NYC Must Modernize Land-Use Rules for Healthcare and Life Sciences Construction

Building Congress: NYC Must Update Land-Use Rules for Healthcare Construction
CRE Market Beat Take
Healthcare owners and lenders in New York City should monitor potential zoning and regulatory changes that could alter project feasibility and timelines for hospital upgrades and expansions.

The New York Building Congress is urging New York City to overhaul the land-use and regulatory framework that governs healthcare and life sciences construction, arguing that the current rules no longer align with how modern hospitals and medical facilities are planned and built. In a new report titled “Building a Healthier Five Boroughs: The Infrastructure Behind Better Health and Economic Growth,” the organization frames healthcare construction as essential infrastructure and says that updating aging hospital campuses is not optional if the city wants to sustain quality care and economic growth.

The report underscores how dramatically hospital space needs have evolved since many of New York City’s existing facilities were constructed. It notes that a patient room that meets contemporary standards is now more than 200% larger than a typical 20th-century patient room. Operating rooms have also expanded significantly, growing by 70% compared with earlier generations of hospital design. These larger clinical spaces reflect current medical practice, technology needs, and patient-care expectations.

Beyond room sizes, the New York Building Congress highlights the technical and infrastructure requirements of a modern healthcare facility. Contemporary hospitals must incorporate sophisticated HVAC systems, robust infection control measures, multiple layers of backup power, and resiliency systems, all of which demand additional space and more complex building programs. As a result, maintaining the same number of beds today requires a much larger physical plant than it did decades ago.

Despite this shift, the report emphasizes that New York City’s land-use regulations continue to treat hospitals in ways that are largely unchanged since 1961. Zoning and related rules that were written for smaller, less complex medical buildings can constrain the modernization or replacement of older facilities, even when those facilities no longer match current standards for patient care and building performance. The New York Building Congress positions this regulatory lag as a core obstacle to delivering next-generation healthcare infrastructure across the five boroughs.
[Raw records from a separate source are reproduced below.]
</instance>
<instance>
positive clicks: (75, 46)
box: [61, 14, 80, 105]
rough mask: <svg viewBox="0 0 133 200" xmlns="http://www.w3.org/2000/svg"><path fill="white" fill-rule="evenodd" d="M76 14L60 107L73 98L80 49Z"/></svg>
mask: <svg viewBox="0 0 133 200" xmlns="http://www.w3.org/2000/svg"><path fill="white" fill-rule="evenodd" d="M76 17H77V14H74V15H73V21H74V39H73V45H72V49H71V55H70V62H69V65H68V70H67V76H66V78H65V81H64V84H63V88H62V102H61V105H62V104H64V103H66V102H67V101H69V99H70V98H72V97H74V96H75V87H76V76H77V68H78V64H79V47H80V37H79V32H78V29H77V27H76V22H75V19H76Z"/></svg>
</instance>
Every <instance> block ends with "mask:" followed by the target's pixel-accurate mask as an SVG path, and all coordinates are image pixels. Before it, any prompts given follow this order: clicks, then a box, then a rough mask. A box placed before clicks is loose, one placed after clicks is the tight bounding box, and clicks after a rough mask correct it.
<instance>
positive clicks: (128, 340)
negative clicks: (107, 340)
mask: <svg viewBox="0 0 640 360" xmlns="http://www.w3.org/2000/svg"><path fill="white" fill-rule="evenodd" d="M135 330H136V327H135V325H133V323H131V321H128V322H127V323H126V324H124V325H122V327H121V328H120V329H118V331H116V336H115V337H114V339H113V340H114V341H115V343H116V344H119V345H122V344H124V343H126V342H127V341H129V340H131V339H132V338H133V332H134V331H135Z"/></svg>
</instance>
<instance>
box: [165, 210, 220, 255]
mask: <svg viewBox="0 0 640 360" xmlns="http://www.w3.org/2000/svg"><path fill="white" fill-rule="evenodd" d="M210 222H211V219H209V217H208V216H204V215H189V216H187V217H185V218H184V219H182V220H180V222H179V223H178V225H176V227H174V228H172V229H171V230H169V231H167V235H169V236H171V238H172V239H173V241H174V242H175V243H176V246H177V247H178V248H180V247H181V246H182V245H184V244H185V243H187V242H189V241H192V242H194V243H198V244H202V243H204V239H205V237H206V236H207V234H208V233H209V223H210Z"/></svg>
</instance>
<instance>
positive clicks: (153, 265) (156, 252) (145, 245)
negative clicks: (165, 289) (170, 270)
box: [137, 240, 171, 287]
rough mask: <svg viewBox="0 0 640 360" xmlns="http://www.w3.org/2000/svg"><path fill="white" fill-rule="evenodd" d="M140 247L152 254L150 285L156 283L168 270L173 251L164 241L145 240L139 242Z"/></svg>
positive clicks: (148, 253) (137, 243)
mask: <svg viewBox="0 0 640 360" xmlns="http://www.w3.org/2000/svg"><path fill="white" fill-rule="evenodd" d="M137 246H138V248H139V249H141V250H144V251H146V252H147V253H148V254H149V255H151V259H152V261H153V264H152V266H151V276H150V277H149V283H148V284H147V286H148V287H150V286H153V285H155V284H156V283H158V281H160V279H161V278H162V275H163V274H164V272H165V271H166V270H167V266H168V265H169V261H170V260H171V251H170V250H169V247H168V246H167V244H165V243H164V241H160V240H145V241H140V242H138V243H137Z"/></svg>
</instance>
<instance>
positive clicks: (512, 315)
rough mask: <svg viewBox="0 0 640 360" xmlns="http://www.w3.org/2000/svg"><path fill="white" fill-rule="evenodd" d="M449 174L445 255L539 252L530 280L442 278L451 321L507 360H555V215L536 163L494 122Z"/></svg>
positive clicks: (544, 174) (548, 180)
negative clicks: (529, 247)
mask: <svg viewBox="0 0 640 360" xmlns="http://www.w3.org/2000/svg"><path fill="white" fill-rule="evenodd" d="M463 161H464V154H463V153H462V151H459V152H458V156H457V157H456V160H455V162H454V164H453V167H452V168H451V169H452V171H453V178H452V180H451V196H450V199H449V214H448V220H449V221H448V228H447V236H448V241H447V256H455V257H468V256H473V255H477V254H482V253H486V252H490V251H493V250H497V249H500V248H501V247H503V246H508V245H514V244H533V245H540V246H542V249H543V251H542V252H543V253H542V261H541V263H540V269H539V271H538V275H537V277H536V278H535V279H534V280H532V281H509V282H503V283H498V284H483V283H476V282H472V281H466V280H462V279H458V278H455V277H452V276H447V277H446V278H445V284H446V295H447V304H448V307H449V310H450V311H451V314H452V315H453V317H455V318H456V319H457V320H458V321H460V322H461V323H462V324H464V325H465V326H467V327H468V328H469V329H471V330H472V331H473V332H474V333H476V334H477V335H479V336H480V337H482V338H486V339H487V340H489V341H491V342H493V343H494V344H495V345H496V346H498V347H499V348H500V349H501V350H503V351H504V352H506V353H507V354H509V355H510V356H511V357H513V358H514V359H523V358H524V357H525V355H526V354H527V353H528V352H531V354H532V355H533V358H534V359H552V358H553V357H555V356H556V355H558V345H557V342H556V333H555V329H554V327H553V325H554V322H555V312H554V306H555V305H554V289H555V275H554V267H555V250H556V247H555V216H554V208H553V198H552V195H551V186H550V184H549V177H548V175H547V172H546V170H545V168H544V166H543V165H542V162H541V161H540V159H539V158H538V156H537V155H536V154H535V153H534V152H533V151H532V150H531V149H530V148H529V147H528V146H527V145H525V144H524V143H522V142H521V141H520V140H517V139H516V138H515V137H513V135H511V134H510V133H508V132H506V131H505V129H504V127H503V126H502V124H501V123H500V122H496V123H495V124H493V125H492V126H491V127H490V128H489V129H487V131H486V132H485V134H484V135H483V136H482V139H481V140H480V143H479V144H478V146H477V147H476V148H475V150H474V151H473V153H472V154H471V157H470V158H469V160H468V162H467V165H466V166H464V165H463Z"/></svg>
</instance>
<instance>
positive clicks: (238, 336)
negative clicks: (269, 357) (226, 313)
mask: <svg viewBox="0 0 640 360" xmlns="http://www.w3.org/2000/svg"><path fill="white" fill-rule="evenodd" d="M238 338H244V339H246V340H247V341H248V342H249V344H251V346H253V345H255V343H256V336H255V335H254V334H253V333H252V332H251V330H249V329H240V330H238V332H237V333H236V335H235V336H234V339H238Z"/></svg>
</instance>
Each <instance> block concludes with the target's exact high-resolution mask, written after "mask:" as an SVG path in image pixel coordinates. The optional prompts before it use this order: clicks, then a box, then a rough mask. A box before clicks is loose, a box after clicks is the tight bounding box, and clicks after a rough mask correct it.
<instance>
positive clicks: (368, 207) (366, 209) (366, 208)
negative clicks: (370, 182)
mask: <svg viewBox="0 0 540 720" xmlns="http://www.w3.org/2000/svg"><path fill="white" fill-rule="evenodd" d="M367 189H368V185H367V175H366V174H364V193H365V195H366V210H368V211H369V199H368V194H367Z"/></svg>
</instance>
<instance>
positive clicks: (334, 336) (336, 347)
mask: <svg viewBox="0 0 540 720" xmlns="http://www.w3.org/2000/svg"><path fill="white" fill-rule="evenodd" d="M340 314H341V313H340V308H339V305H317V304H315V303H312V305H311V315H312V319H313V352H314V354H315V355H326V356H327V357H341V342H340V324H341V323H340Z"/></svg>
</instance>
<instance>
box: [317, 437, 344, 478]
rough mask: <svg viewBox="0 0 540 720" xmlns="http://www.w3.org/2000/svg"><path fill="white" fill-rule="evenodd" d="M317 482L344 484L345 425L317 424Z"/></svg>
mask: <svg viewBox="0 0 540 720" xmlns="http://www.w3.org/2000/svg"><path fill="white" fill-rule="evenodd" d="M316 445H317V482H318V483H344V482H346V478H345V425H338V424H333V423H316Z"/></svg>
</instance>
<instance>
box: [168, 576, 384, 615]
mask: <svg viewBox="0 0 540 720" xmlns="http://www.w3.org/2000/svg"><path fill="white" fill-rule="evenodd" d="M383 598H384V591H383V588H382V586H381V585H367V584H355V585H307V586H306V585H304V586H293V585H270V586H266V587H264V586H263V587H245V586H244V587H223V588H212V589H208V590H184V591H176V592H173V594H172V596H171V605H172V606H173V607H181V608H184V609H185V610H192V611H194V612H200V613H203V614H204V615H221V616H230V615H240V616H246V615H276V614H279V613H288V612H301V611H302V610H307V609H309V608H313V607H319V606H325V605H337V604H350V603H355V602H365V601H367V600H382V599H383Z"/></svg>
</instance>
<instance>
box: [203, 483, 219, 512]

Carlo A. Scissura, Esq., president and CEO of the New York Building Congress, stresses that the city’s healthcare sector cannot be expected to provide its current level of service indefinitely in buildings that predate Medicare. He notes that New York City has already demonstrated a willingness to modernize its rules when the need is clearly recognized, pointing to prior changes that addressed housing and life sciences uses. In his view, the city can take a similar approach to healthcare by revisiting regulations that were written for an earlier era of hospital design.

By calling for updated land-use and regulatory policies, the New York Building Congress aims to align New York City’s framework for healthcare and life sciences projects with the realities of contemporary medical infrastructure. The report links physical modernization of hospital facilities to both improved health outcomes and broader economic benefits, and it frames revisions to long-standing rules as a necessary step in sustaining the city’s position as a leading healthcare hub.